Rasch wurden Gesicht und Zähne keimfrei gemacht. Noch schnell in die Klamotten gehüpft. Und schon klingelte es.
Die beiden waren schneller, als wir dachten. Das Frühstück musste verschoben werden.
Diana erzählte später. Der Frau ginge es gut, anscheinend war sie leicht verwirrt. Sie wollte auf dem Gehsteig schlafen, bis der Friedhof öffnete, damit sie das Grab ihrer Mutter besuchen konnte.
Wir fuhren los und legten in Garmisch Patenkirchen bei McDonald die erste Rast ein. Mein Magen knurrte. Als Josef, Rührei mit Speck auf der Speisekarte las, war die Welt in Ordnung. Und bei mir… grummelte es danach auch nicht mehr.

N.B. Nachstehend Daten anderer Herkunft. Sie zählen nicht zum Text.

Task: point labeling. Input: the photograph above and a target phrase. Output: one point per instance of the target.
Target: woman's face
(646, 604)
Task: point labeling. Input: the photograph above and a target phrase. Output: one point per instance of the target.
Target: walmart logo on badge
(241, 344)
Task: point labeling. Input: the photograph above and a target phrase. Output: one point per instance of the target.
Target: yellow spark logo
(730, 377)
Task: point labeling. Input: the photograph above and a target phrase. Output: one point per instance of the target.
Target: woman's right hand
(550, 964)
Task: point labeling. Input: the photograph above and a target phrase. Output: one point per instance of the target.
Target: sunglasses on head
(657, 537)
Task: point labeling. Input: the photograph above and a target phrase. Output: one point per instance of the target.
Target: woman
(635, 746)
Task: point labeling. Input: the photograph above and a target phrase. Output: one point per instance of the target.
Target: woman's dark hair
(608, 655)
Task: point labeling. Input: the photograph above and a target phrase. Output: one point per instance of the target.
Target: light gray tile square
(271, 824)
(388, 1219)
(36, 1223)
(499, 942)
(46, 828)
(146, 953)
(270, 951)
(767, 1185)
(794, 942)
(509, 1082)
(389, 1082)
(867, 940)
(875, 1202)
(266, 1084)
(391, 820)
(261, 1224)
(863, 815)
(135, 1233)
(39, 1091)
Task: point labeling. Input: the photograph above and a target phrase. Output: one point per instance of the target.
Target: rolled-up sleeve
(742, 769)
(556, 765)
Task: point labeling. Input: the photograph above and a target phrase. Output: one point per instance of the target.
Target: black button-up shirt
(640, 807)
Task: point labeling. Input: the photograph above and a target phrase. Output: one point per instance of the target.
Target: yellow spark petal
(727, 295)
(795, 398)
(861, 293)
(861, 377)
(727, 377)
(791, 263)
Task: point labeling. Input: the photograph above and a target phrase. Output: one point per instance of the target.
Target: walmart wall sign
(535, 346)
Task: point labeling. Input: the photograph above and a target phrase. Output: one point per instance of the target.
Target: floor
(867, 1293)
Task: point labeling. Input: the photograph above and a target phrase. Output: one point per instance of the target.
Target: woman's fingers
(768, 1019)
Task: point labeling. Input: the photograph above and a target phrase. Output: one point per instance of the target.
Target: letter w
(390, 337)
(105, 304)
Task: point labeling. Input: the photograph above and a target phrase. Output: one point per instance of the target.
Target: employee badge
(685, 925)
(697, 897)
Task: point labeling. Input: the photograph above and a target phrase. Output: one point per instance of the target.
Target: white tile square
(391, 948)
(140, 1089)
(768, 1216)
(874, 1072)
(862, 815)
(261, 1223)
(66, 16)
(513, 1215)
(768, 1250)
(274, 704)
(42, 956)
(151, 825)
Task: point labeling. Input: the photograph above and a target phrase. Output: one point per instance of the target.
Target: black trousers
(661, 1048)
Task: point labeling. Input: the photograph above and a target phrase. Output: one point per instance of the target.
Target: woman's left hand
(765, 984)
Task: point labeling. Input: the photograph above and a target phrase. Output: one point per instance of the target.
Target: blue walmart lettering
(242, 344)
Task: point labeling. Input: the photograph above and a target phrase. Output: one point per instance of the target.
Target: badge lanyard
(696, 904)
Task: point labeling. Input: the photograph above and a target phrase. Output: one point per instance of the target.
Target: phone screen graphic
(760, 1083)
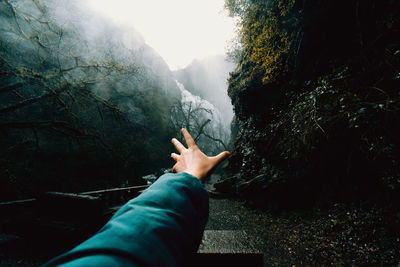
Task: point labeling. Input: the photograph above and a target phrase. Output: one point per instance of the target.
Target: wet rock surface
(341, 235)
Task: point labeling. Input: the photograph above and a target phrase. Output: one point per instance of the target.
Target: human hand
(191, 160)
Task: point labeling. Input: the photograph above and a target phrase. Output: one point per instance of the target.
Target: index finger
(188, 138)
(178, 145)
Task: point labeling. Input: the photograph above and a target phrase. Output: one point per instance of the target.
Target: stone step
(228, 248)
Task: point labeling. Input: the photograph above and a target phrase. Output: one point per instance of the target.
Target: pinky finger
(175, 156)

Beim ADAC hatten wir vorab alle Gebühren bezahlt und die jeweiligen Etiketten bekommen. Die Vignette für Österreich. Video Maut für die Europabrücke und die VIA Card für die Italienische Maut.
Kurz vor der Italienischen Grenze sagte Wolfgang: „Die VIA Card fehlt!“
„Das kann nicht sein“, erwiderte ich. „Ich habe alles in die Plastikhülle gelegt. Die Unterlagen vom Hotel und auch die Karte“.

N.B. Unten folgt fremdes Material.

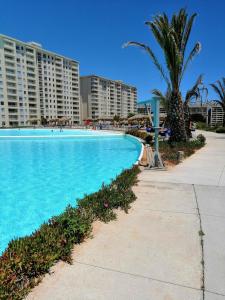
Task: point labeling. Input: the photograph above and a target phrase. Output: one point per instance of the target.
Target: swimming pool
(41, 175)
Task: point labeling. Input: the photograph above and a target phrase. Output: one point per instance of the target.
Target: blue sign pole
(156, 163)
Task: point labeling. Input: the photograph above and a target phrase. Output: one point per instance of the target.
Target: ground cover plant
(26, 259)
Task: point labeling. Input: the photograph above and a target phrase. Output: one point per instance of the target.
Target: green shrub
(169, 150)
(220, 130)
(201, 138)
(140, 134)
(27, 259)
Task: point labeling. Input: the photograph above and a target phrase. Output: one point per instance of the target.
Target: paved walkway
(154, 252)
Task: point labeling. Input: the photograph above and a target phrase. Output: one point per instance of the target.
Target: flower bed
(27, 259)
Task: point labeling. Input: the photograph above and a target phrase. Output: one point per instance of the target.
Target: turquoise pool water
(40, 176)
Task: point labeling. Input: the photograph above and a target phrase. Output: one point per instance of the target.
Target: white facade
(36, 83)
(211, 111)
(103, 97)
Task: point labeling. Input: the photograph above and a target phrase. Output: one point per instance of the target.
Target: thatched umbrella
(138, 117)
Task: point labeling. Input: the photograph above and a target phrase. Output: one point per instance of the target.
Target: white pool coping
(97, 133)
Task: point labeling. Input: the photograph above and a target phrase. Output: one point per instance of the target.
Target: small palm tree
(194, 93)
(172, 37)
(219, 88)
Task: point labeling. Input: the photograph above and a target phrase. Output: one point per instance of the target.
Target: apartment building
(211, 111)
(102, 98)
(141, 109)
(36, 83)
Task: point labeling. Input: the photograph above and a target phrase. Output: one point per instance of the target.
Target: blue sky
(93, 32)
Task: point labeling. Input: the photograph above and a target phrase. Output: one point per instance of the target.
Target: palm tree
(219, 88)
(194, 93)
(172, 37)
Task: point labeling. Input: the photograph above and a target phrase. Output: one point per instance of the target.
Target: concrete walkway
(154, 252)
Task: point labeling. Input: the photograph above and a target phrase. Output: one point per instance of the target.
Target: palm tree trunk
(176, 118)
(187, 120)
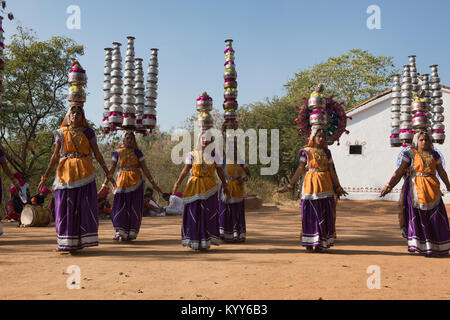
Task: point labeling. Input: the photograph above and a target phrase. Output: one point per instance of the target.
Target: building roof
(382, 94)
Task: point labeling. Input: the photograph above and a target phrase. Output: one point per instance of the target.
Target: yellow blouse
(202, 183)
(75, 168)
(129, 175)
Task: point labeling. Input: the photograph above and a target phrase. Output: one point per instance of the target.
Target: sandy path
(271, 265)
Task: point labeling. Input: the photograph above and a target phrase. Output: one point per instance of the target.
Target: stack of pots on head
(115, 102)
(230, 104)
(77, 81)
(204, 107)
(139, 93)
(2, 61)
(437, 110)
(129, 113)
(107, 88)
(149, 117)
(395, 112)
(405, 132)
(419, 108)
(316, 104)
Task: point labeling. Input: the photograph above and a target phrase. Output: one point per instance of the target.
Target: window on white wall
(355, 149)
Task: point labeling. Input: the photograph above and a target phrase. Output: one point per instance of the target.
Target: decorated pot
(405, 117)
(316, 102)
(437, 101)
(230, 84)
(395, 108)
(438, 137)
(395, 123)
(318, 119)
(151, 94)
(152, 78)
(230, 105)
(419, 122)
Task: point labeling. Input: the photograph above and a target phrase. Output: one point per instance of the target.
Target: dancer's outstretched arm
(53, 161)
(398, 174)
(222, 178)
(298, 173)
(443, 175)
(338, 189)
(149, 176)
(105, 182)
(183, 175)
(98, 155)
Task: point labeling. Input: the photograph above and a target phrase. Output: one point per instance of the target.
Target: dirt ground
(270, 265)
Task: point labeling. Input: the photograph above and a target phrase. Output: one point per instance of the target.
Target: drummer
(14, 206)
(39, 199)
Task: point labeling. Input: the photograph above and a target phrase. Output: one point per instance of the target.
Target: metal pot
(437, 102)
(406, 136)
(406, 94)
(116, 108)
(140, 100)
(230, 84)
(152, 78)
(152, 70)
(318, 119)
(151, 94)
(128, 91)
(405, 117)
(438, 109)
(316, 102)
(395, 108)
(129, 100)
(419, 122)
(116, 81)
(116, 65)
(438, 137)
(150, 103)
(116, 73)
(438, 126)
(438, 117)
(396, 101)
(395, 123)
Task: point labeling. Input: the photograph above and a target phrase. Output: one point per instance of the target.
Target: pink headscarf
(18, 176)
(46, 190)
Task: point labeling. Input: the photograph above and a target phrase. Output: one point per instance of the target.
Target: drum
(35, 216)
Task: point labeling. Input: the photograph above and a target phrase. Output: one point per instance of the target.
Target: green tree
(34, 101)
(351, 78)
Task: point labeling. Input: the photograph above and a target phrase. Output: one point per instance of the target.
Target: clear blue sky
(273, 40)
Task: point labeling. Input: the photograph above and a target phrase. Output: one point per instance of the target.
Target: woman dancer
(6, 170)
(319, 187)
(201, 212)
(128, 202)
(232, 208)
(428, 230)
(76, 213)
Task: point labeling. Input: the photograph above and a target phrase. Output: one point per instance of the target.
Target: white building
(365, 161)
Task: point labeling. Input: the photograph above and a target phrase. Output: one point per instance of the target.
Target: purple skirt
(232, 221)
(318, 223)
(76, 217)
(200, 225)
(127, 213)
(428, 231)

Er wühlte die Unterlagen durch.
„Dann hast du die Karte zu Hause vergessen!“, behauptete er.
„Mein Liebling, ich fahre jetzt Auto und kann nicht nachsehen. Sieh bitte nochmal genau nach. Sie muss drin sein. Ich bin sicher, dass ich sie reingelegt habe“.

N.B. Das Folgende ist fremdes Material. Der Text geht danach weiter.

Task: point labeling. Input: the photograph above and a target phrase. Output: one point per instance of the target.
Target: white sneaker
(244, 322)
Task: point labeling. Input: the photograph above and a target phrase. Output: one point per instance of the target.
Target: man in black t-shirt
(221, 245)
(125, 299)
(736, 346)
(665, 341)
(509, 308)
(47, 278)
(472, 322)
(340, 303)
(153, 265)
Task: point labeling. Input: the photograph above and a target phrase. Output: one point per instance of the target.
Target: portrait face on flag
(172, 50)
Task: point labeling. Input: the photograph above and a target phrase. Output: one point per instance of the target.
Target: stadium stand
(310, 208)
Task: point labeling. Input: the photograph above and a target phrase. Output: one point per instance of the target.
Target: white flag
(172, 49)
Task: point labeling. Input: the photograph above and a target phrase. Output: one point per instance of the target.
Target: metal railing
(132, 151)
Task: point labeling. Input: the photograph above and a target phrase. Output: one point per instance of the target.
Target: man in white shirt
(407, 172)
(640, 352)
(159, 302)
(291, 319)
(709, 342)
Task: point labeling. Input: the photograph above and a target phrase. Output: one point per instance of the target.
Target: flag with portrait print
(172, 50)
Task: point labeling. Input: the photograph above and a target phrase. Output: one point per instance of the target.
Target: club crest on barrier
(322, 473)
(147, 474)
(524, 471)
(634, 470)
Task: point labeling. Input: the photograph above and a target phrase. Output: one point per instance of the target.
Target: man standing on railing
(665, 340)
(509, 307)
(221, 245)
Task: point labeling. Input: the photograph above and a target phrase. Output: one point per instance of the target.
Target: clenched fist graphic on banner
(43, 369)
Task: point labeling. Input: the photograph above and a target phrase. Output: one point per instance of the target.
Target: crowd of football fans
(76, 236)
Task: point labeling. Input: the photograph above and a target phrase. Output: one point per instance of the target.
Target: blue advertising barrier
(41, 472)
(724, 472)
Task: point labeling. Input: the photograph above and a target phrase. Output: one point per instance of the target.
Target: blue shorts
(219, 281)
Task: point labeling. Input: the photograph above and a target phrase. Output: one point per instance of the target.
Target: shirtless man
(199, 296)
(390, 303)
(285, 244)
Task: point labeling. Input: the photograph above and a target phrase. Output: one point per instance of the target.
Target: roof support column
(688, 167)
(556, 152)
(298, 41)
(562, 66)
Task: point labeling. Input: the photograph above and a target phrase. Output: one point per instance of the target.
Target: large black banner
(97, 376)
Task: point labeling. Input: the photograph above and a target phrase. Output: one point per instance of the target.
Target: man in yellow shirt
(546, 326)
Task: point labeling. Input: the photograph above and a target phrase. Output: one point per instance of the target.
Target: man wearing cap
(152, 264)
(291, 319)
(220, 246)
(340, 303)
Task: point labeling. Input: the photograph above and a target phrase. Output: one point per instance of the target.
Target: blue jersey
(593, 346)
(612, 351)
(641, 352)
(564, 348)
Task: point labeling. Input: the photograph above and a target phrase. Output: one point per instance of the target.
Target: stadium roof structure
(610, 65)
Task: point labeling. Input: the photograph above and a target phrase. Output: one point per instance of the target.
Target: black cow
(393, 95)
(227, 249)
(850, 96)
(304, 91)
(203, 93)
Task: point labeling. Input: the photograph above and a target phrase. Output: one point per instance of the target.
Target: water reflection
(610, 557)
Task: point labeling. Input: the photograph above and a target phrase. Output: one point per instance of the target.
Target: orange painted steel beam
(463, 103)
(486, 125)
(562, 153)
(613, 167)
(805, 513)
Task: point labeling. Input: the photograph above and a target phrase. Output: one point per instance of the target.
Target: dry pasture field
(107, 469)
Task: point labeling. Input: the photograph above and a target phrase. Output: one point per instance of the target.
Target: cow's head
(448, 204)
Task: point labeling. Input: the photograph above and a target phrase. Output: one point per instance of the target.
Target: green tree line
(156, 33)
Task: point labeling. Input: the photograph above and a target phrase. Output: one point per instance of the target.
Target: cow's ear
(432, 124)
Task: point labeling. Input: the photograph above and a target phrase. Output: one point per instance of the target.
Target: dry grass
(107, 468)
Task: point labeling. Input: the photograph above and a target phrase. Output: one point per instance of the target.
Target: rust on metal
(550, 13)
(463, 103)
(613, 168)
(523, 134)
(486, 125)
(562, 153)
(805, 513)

Hinter uns wurde es ruhig. Josef und Diana trauten sich nicht, sich in unser Geplänkel einzumischen.
Wir beschlossen bei der nächstmöglichen Ausfahrt anzuhalten und eine Durchsuchung des Autos vorzunehmen. Wolfgang war auf 180.
An der nächsten Tankstelle fuhr ich raus. Er gab mir die Klarsichthülle.
„Nichts“.
Er brummte: „Na sag ich doch, nichts.“
Na toll, dachte ich, das habe ich auch gesehen.
„Lass uns aussteigen und im Auto nachsehen.“, sagte ich. „Die muss hier irgendwo liegen.“
Als ich ausstieg, mich zur Tür drehte, sah ich sie. Zwischen Tür und Sitz eingeklemmt lag die italienische Maut am Boden.
„Tut mir leid mein Schatz. Als ich dir beim Einsteigen die Unterlagen gab, scheint sie rausgefallen zu sein.“
Er motzte noch ein bisschen herum. Spielte den Beleidigten.
Ich sagte: „Mein Süßer, jetzt bin ich mit dir aber im Ungleichgewicht“, alle lachten. Das Eis war gebrochen. Der Urlaub konnte beginnen.